The water companies’ business model for municipal contracts is outdated, at least in the EU. Consumption slowly but steadily decreased over the past 20 years, limiting revenue while costs skyrocketed, and the resulting hike in water tariffs has generated political discontent and high scrutiny. Cities that don’t remunicipalize renegotiate their contracts fiercely: it is common for water multinationals to give 30% rebates these days to keep their contracts, hoping they can still recoup their costs later.

They are now trying to restructure their businesses, with two major options:

  1. Veolia seems to focus more on traditional engineering works and services for public and private clients, as well as new ones such as the mining and oil industry (fracking requires enormous amounts of water and involves high clean-up costs).
  2. Suez seems to try to capture the very management of the resource and the politics of water through “integrated water governance” contracts, trying to sell cities “water health contracts” and co-opting the language of the progressive water world.

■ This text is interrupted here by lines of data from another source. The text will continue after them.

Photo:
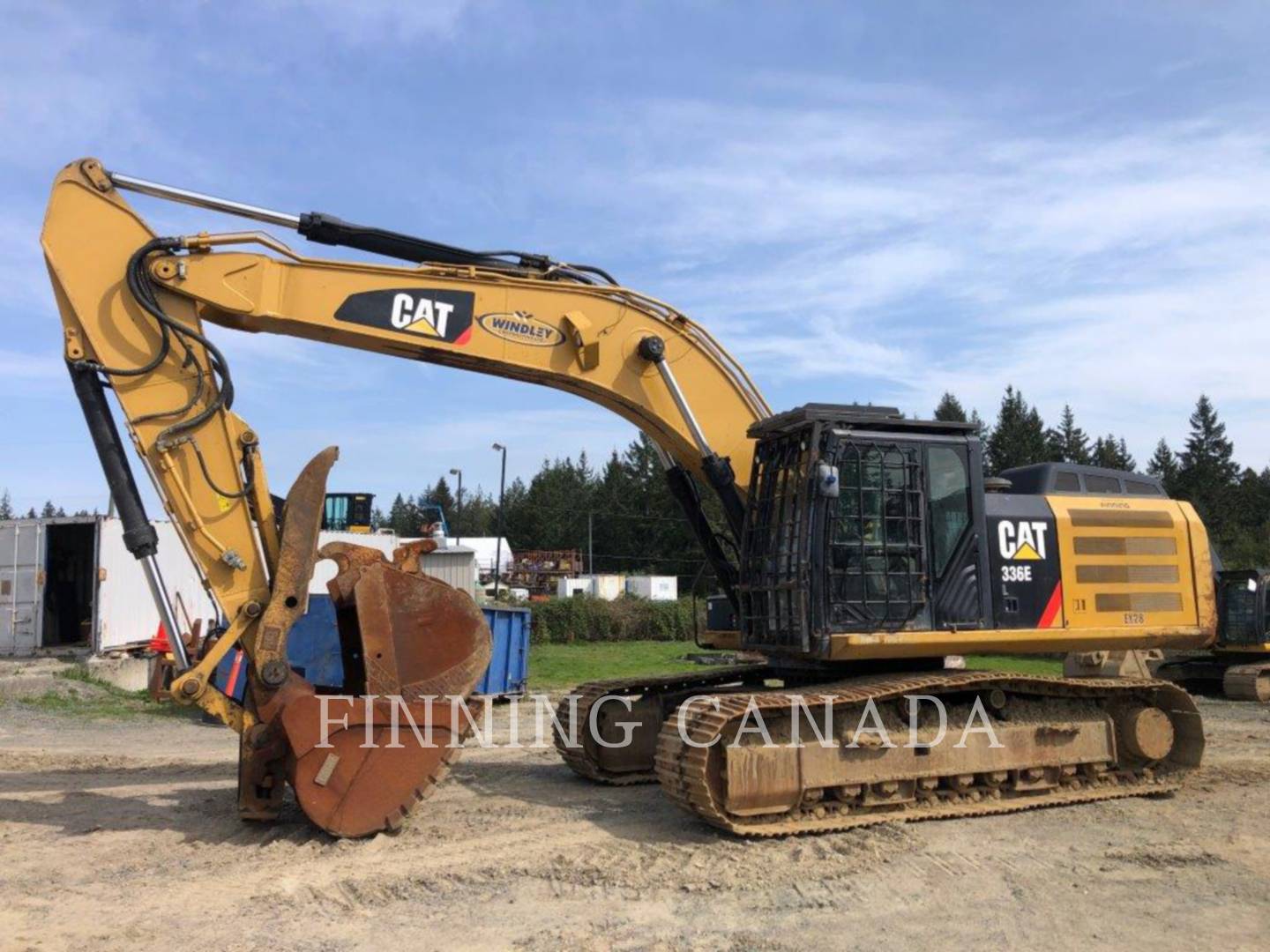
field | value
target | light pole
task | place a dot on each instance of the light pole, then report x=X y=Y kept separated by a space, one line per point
x=498 y=546
x=459 y=502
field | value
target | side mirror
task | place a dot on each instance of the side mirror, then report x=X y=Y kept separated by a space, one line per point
x=827 y=480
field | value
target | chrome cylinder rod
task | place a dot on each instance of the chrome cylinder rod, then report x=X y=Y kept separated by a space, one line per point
x=167 y=614
x=196 y=198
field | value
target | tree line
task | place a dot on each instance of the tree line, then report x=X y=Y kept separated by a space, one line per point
x=624 y=514
x=621 y=514
x=1233 y=501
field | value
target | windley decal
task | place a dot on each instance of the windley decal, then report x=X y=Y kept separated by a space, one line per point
x=521 y=328
x=437 y=314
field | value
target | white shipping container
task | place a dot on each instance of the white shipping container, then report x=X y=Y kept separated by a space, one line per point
x=654 y=588
x=568 y=588
x=68 y=582
x=606 y=587
x=455 y=565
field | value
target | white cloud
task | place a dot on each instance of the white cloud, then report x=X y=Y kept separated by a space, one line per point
x=882 y=247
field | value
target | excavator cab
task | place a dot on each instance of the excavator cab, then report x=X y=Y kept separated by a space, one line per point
x=1243 y=609
x=862 y=521
x=348 y=512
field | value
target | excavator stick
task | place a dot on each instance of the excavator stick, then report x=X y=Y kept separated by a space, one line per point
x=413 y=648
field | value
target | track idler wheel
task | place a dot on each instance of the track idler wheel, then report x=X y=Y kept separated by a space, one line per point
x=413 y=648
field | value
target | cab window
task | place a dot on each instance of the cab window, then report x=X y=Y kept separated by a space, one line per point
x=949 y=490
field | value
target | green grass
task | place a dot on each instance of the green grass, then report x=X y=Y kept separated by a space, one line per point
x=104 y=701
x=554 y=666
x=1021 y=664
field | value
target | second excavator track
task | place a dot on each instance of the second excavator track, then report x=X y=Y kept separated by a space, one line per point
x=698 y=777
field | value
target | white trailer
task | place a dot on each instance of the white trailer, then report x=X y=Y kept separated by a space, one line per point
x=654 y=588
x=69 y=582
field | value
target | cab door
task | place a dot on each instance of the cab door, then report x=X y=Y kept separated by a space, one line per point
x=954 y=481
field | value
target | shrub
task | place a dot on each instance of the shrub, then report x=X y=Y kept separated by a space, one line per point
x=562 y=621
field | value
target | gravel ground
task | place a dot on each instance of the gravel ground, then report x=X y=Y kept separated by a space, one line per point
x=121 y=833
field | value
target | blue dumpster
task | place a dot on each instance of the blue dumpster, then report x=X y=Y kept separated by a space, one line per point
x=510 y=663
x=312 y=649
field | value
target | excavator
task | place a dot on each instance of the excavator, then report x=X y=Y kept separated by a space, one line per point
x=855 y=548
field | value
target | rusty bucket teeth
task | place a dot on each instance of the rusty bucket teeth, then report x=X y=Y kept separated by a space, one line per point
x=421 y=648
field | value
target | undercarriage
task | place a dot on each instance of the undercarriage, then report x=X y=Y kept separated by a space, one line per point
x=883 y=747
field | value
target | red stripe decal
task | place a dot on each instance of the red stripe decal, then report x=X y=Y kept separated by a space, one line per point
x=231 y=683
x=1056 y=603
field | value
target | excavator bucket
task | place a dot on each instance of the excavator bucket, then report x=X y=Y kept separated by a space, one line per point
x=413 y=651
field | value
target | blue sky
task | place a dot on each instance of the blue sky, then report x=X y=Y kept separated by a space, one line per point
x=865 y=202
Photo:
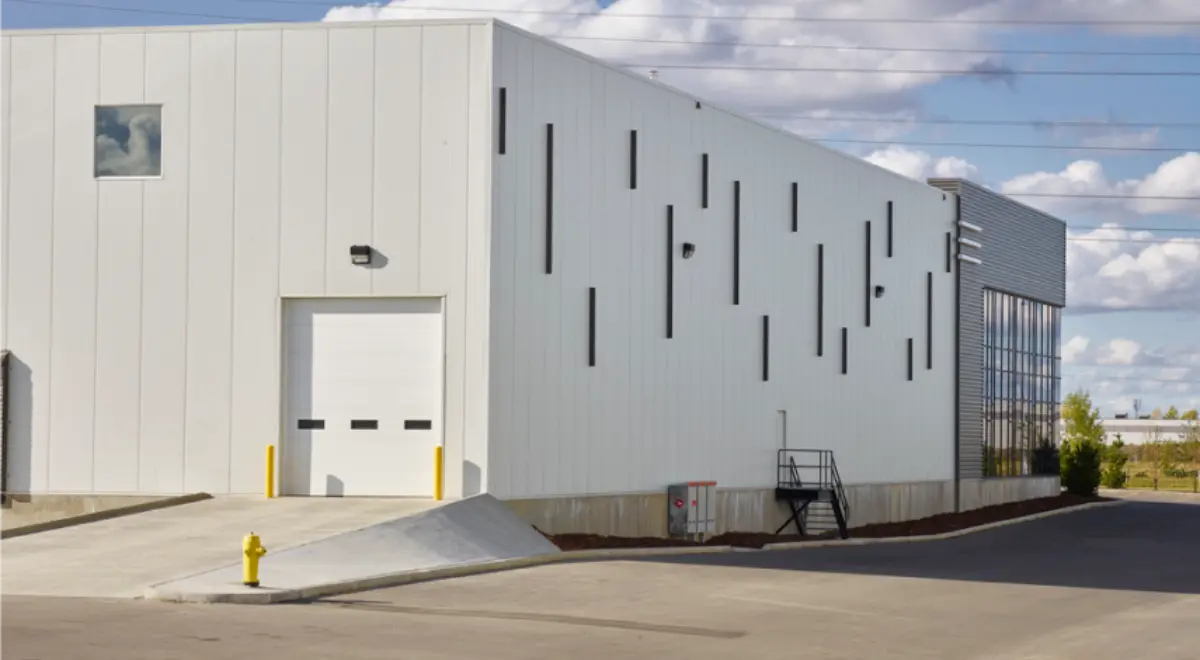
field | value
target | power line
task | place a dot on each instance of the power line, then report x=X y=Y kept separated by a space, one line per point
x=1023 y=123
x=994 y=145
x=1137 y=379
x=1101 y=227
x=142 y=10
x=682 y=42
x=885 y=21
x=888 y=48
x=983 y=71
x=1102 y=196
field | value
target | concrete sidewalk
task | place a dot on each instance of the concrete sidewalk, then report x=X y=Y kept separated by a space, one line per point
x=462 y=534
x=121 y=557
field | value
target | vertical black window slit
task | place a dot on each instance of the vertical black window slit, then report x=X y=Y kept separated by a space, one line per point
x=633 y=160
x=910 y=358
x=737 y=243
x=820 y=300
x=929 y=321
x=949 y=251
x=868 y=263
x=889 y=229
x=670 y=271
x=503 y=112
x=796 y=207
x=592 y=327
x=550 y=198
x=766 y=348
x=845 y=351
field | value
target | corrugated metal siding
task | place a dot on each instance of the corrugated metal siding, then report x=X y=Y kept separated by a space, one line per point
x=655 y=411
x=1024 y=253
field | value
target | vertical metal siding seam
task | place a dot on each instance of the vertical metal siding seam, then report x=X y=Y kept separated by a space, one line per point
x=233 y=259
x=49 y=376
x=142 y=261
x=375 y=135
x=95 y=280
x=958 y=365
x=7 y=223
x=420 y=171
x=329 y=103
x=466 y=268
x=279 y=330
x=187 y=268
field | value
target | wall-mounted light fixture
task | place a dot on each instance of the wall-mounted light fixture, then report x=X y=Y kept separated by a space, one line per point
x=360 y=255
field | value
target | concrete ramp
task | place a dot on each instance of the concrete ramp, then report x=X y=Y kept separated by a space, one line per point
x=121 y=557
x=467 y=533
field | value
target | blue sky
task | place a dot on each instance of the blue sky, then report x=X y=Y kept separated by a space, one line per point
x=1116 y=353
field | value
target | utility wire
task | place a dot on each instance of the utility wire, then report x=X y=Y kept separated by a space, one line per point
x=143 y=10
x=882 y=21
x=994 y=145
x=887 y=48
x=983 y=72
x=1020 y=123
x=691 y=42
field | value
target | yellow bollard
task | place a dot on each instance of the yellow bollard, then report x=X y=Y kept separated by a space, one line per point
x=437 y=473
x=270 y=471
x=251 y=550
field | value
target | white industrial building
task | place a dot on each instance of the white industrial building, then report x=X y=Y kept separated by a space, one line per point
x=361 y=241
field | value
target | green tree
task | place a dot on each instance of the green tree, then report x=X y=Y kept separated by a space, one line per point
x=1083 y=444
x=1114 y=475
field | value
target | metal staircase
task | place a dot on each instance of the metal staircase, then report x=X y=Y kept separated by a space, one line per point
x=808 y=480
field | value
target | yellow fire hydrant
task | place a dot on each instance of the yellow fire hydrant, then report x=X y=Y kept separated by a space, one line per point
x=251 y=551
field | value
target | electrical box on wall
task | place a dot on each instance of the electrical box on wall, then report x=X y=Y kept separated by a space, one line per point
x=691 y=510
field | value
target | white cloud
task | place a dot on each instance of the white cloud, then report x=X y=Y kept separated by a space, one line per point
x=750 y=91
x=921 y=166
x=1081 y=351
x=1180 y=177
x=1109 y=270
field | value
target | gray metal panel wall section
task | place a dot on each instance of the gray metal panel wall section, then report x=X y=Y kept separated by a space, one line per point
x=1024 y=253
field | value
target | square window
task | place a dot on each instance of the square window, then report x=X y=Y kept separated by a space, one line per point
x=129 y=142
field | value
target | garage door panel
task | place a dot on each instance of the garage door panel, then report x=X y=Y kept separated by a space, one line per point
x=377 y=361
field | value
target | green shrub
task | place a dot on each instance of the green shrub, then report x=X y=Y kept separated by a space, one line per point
x=1114 y=477
x=1083 y=447
x=1081 y=466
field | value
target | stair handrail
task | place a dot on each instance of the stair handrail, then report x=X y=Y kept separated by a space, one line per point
x=841 y=491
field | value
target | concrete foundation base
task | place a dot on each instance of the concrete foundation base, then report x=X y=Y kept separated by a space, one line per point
x=756 y=510
x=977 y=493
x=19 y=510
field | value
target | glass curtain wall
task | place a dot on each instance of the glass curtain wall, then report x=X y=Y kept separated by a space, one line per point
x=1023 y=375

One remark: the European Commission seems to completely ignore all of the above. It has never promoted water privatization as enthusiastically as today, imposing this failed model on Greece, Portugal and everywhere it’s given the chance. It has for the first time included water in Internal Market legislation on concession contracts, causing an uproar – and intense corporate lobbying – in Brussels these days. Indeed, “the Commission believes that the privatisation of public utilities, including water supply firms, can deliver benefits to the society when carefully made.”(EC, DG ECFIN 2012)

Making ‘public’ work

Public ownership is a pre-requisite but never a guarantee for better performance. “Public” must go hand in hand with democratization of the service. Only that way can challenges of the water sector be tackled in a sustainable way:

How can we finance costly infrastructure without giving control to corporations or banks?

How can water management be integrated in urban and land planning, in forestry and agriculture policies to improve resilience, resource quality and adapt to climate change?

How to fight other forms of privatization such as the end-of-pipe technological approach to pollution, or useless and dangerous ideas such as water rights markets?

How to translate these technical issues into political issues that all can understand and contribute to?

Remunicipalisation advances these debates by raising water issues on the political agenda and is a golden opportunity to try and solve them.

Martin Pigeon is a researcher and campaigner with Corporate Europe Observatory (CEO). CEO is a research and campaign group working to expose and challenge the privileged access and influence enjoyed by corporations and their lobby groups in EU policy making.



[1]     The World Health Organisation estimates than every dollar invested in water supply and sanitation saves between 4 and 12 dollars in avoided health costs.